Carlyle, the private equity firm with $108bn under management, plans to raise more than $1bn with a initial public offering of stock but is likely to come to the market with a lower-than-expected valuation, according to bankers familiar with the matter.
Carlyle this month selected Citigroup, Credit Suisse and JPMorgan Chase to lead the offer. Generally, firms file their registration statements within two or three months of selecting bankers, which suggests that Carlyle could list as soon as September if market conditions allow.
A spokesman for Carlyle declined to comment.
The bankers familiar with the matter said recent stock market weakness meant Carlyle would have to accept a lower price for its listing on the New York Stock Exchange than could have been secured earlier this year.
Carlyle had hoped to be valued at almost 10 times its “economic net income”, a metric that excludes costs associated with the listing, they said. Now, Carlyle can expect a multiple of about seven times unless market conditions improve, they added.
Listed private equity firms such as Blackstone, Kohlberg Kravis Roberts and Apollo Global Management have suffered similar declines in their fortunes in recent weeks.
KKR, for example, has seen its multiple for next year’s earnings fall from 9.8 times to 7.3 times, according to one banker.
“It is ironic that Carlyle, which is known for its good sense of timing, has hit a patch of market weakness,” said a banker who competed for the listing.
Carlyle is one of the last of the giant private equity firms expected to go public in the near future.
Last week, Oaktree Capital, an alternative asset manager with $85bn under management, filed to list its shares on the New York Stock Exchange in a move expected to value the group at $8bn-$9bn.
Among other big private equity firms, the founders of Silver Lake Management, which specialises in technology, have said repeatedly that they have no interest in going public. Top executives at Warburg Pincus and Bain Capital have made similar statements.

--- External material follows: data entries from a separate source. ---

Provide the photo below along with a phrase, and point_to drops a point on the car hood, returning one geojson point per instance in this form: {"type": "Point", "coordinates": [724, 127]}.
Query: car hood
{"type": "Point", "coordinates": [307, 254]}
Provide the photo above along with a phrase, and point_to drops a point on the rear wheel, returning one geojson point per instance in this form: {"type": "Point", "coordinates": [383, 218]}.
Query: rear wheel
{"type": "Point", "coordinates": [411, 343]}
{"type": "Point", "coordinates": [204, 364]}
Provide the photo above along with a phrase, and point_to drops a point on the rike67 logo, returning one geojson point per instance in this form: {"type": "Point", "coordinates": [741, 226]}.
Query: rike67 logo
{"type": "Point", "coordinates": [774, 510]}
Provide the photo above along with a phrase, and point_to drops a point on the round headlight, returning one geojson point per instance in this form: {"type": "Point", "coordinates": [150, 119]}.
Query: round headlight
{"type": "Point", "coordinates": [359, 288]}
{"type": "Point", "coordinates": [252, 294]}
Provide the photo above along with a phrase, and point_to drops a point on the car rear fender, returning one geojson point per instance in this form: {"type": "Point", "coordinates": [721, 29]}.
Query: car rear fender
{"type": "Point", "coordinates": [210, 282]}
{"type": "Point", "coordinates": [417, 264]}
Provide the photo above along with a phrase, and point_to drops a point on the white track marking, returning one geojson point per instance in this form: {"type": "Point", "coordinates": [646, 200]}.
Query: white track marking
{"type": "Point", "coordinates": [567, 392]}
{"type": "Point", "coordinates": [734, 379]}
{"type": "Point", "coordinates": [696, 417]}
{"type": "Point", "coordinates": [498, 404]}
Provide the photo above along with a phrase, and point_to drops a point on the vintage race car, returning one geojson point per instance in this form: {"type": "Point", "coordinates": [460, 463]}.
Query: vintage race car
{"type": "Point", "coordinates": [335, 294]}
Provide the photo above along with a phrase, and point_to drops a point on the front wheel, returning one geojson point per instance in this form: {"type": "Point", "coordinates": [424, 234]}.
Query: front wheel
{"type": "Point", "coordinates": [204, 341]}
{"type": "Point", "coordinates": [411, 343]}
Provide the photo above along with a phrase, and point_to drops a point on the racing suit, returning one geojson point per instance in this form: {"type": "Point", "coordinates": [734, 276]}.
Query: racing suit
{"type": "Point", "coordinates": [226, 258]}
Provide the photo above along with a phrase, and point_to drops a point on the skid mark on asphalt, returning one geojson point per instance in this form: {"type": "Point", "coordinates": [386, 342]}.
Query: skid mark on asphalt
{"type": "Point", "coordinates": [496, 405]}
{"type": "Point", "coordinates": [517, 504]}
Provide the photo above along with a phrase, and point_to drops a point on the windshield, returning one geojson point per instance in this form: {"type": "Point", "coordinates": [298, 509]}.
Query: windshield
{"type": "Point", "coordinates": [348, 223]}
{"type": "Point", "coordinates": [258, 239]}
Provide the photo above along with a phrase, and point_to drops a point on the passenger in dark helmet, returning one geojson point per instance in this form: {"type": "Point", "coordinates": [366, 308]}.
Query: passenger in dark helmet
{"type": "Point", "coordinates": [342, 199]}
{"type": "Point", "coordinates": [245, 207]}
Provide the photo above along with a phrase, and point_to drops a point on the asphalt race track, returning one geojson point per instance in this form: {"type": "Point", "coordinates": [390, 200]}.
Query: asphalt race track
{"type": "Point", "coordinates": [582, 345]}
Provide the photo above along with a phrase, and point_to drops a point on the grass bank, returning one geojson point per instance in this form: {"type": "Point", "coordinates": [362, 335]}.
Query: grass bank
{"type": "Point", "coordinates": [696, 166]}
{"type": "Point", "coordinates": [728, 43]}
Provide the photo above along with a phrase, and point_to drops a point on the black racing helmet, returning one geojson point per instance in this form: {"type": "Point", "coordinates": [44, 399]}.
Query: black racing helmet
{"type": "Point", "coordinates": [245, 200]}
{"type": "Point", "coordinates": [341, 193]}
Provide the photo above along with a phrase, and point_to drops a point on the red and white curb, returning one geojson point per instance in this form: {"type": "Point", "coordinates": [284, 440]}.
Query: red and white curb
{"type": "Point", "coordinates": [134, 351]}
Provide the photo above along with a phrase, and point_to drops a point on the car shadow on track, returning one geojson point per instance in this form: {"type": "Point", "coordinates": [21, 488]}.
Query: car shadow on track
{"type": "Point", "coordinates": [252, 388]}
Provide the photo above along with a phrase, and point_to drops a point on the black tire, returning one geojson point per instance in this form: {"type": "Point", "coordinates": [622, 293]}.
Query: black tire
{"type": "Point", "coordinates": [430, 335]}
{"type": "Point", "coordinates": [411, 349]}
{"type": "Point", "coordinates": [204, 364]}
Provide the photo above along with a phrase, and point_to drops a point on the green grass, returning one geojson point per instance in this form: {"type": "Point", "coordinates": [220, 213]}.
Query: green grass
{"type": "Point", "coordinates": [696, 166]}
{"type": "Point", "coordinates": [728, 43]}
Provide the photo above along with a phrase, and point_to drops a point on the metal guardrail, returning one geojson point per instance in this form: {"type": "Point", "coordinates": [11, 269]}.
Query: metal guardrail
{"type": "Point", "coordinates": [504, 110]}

In recent months, Carlyle has been among the most active of the leading private equity firms, making more investments and returning more money to its investors than most of its competitors.
In the last five quarters, it has made $15bn in new investments, while also returning the same amount of money to its investors.
In addition, Carlyle’s purchase of the Dutch fund of funds AlpInvest Partners is expected to close in a matter of weeks, bringing the firm’s assets to $151bn, a figure that will make it roughly as big as Blackstone.
However, the AlpInvest funds earn lower fees than private equity funds generally command.